Le palais qui dominait la ville était énorme, plus gros que la Cité Interdite de Beijing, avec plein de bâtiments rectangulaires disposés en damiers. Tout était sur le même modèle que leurs tissus. Des colonnes de pierre, dans la cour, devant le palais, étaient sculptées de motifs étranges, d’oiseaux et d’animaux mélangés, peints de toutes les couleurs, si bien que Kheim avait du mal à les regarder. Il se demanda si les curieuses créatures qu’ils représentaient vivaient dans l’arrière-pays, ou si c’étaient leurs versions du dragon et du phénix. Il vit beaucoup de cuivre, de bronze et de laiton, mais surtout de l’or. Les gardes, debout en rang autour du palais, tenaient de longues lances à pointe d’or, et des boucliers, également en or. Décoratif, mais pas très pratique. Leurs ennemis ne devaient pas avoir de fer non plus.

À l’intérieur du palais, on les emmena dans une vaste pièce avec un mur ouvert sur une cour, les trois autres étant recouverts de filigrane d’or. Des couvertures étaient étalées par terre, et Kheim, Bouton d’Or et les autres Chinois furent invités à s’asseoir sur l’une d’elles.
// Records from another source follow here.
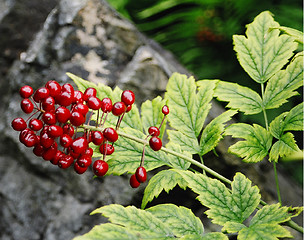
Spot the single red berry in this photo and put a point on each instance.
(35, 124)
(49, 118)
(77, 118)
(26, 105)
(141, 174)
(68, 129)
(110, 134)
(128, 97)
(48, 104)
(97, 137)
(54, 88)
(94, 103)
(78, 97)
(65, 161)
(84, 160)
(45, 140)
(26, 91)
(19, 124)
(118, 108)
(65, 98)
(82, 108)
(106, 105)
(88, 93)
(78, 169)
(154, 131)
(58, 155)
(62, 114)
(40, 94)
(165, 110)
(79, 145)
(155, 143)
(133, 182)
(65, 140)
(106, 149)
(100, 168)
(55, 131)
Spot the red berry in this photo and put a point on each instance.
(40, 94)
(78, 97)
(94, 103)
(65, 161)
(26, 105)
(65, 98)
(62, 114)
(110, 134)
(155, 143)
(78, 169)
(35, 124)
(88, 93)
(54, 88)
(97, 137)
(18, 124)
(55, 131)
(49, 118)
(154, 131)
(133, 182)
(128, 97)
(106, 149)
(141, 174)
(48, 104)
(84, 160)
(100, 168)
(118, 108)
(165, 110)
(77, 118)
(26, 91)
(79, 145)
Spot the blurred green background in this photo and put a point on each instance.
(199, 33)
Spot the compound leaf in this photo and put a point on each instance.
(163, 180)
(212, 133)
(263, 53)
(180, 219)
(256, 144)
(283, 84)
(241, 98)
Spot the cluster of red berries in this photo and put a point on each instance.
(155, 143)
(56, 112)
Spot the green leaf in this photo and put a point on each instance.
(288, 121)
(180, 219)
(212, 133)
(263, 52)
(223, 205)
(285, 146)
(136, 220)
(283, 84)
(241, 98)
(163, 180)
(256, 145)
(186, 106)
(296, 34)
(151, 114)
(265, 224)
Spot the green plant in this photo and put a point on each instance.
(269, 58)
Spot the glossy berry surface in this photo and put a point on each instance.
(155, 143)
(133, 182)
(26, 91)
(100, 168)
(110, 134)
(118, 108)
(128, 97)
(141, 174)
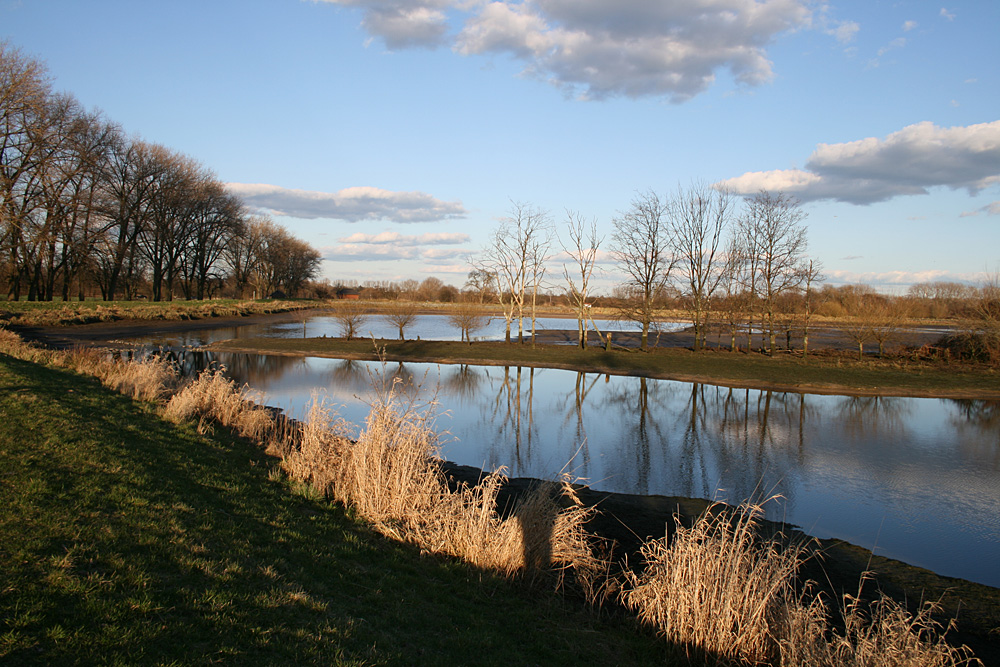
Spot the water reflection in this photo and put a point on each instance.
(918, 479)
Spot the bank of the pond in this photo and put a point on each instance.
(836, 570)
(126, 539)
(827, 372)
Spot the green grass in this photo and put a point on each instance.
(822, 373)
(56, 313)
(128, 540)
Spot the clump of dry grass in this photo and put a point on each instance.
(880, 634)
(213, 396)
(148, 379)
(718, 587)
(391, 476)
(726, 593)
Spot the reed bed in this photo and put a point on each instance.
(718, 588)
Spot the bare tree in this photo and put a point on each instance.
(582, 248)
(813, 273)
(401, 314)
(641, 244)
(700, 218)
(512, 256)
(776, 244)
(351, 316)
(468, 317)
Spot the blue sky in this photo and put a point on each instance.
(393, 134)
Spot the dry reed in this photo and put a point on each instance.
(718, 587)
(213, 396)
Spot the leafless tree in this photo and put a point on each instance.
(469, 317)
(401, 314)
(351, 316)
(700, 218)
(641, 245)
(775, 242)
(582, 249)
(512, 257)
(813, 273)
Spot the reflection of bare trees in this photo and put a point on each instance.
(511, 417)
(978, 422)
(250, 369)
(463, 383)
(871, 415)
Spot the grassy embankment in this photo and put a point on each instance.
(717, 588)
(127, 539)
(56, 313)
(816, 373)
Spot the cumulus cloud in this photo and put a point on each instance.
(397, 239)
(899, 279)
(993, 208)
(350, 204)
(396, 246)
(907, 162)
(597, 49)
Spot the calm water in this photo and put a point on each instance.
(426, 327)
(912, 479)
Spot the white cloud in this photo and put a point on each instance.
(403, 24)
(598, 49)
(350, 204)
(993, 208)
(907, 162)
(397, 239)
(396, 246)
(898, 278)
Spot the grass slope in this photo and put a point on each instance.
(817, 373)
(126, 539)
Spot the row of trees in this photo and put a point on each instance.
(84, 206)
(699, 245)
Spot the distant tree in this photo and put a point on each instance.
(482, 283)
(641, 244)
(401, 314)
(430, 289)
(469, 317)
(351, 316)
(700, 218)
(582, 248)
(775, 242)
(513, 256)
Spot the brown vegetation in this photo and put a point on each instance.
(718, 588)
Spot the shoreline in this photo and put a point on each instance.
(628, 519)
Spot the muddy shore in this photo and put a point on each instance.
(628, 520)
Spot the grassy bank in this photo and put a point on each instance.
(126, 539)
(59, 313)
(829, 373)
(137, 539)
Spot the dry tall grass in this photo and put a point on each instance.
(390, 475)
(728, 594)
(213, 396)
(718, 587)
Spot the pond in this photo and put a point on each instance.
(912, 479)
(426, 327)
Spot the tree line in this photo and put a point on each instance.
(86, 208)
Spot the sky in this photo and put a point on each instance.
(394, 135)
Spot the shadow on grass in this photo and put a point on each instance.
(132, 540)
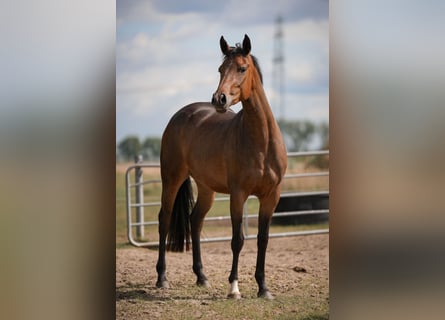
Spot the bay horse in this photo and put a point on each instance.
(239, 154)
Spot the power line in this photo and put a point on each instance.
(278, 68)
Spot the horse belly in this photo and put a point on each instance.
(217, 181)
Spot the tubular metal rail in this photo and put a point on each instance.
(139, 204)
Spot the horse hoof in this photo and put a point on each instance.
(163, 284)
(265, 295)
(234, 295)
(203, 283)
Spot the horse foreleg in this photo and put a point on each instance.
(169, 192)
(164, 222)
(203, 204)
(267, 206)
(236, 213)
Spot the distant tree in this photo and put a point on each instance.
(151, 148)
(297, 134)
(129, 148)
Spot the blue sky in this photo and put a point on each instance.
(167, 56)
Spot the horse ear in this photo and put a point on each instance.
(224, 46)
(246, 45)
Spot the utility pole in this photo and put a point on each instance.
(278, 68)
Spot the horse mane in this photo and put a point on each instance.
(239, 50)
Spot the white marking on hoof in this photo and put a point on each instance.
(234, 291)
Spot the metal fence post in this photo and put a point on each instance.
(139, 197)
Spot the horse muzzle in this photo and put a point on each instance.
(219, 101)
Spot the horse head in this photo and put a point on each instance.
(237, 73)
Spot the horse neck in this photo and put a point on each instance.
(258, 120)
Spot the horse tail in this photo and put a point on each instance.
(180, 220)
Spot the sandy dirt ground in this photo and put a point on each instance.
(297, 273)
L’empereur entra. Tout le monde s’inclina, et s’assit par terre. L’empereur prit place sur un tissu à carreaux près des visiteurs, et dit quelque chose, poliment. C’était un homme d’une quarantaine d’années, beau, avec de belles dents blanches, un front large, des pommettes hautes, proéminentes, des yeux marron clair, un menton pointu et un nez busqué. Il portait une couronne d’or, ornée de petits têtes d’or qui se balançaient dans des trous percés dans la coiffe, comme les têtes de pirates aux murailles de Hangzhou.

Cela aussi mit Kheim mal à l’aise. Il changea son pistolet de place sous son manteau, et regarda subrepticement autour de lui. Il ne vit rien d’autre de troublant. Évidemment, il y avait ces hommes au regard dur, manifestement les gardes de l’empereur, prêts à bondir au moindre signe de danger – ce qui paraissait normal quand il y avait des étrangers dans le coin. Mais en dehors de ça, rien.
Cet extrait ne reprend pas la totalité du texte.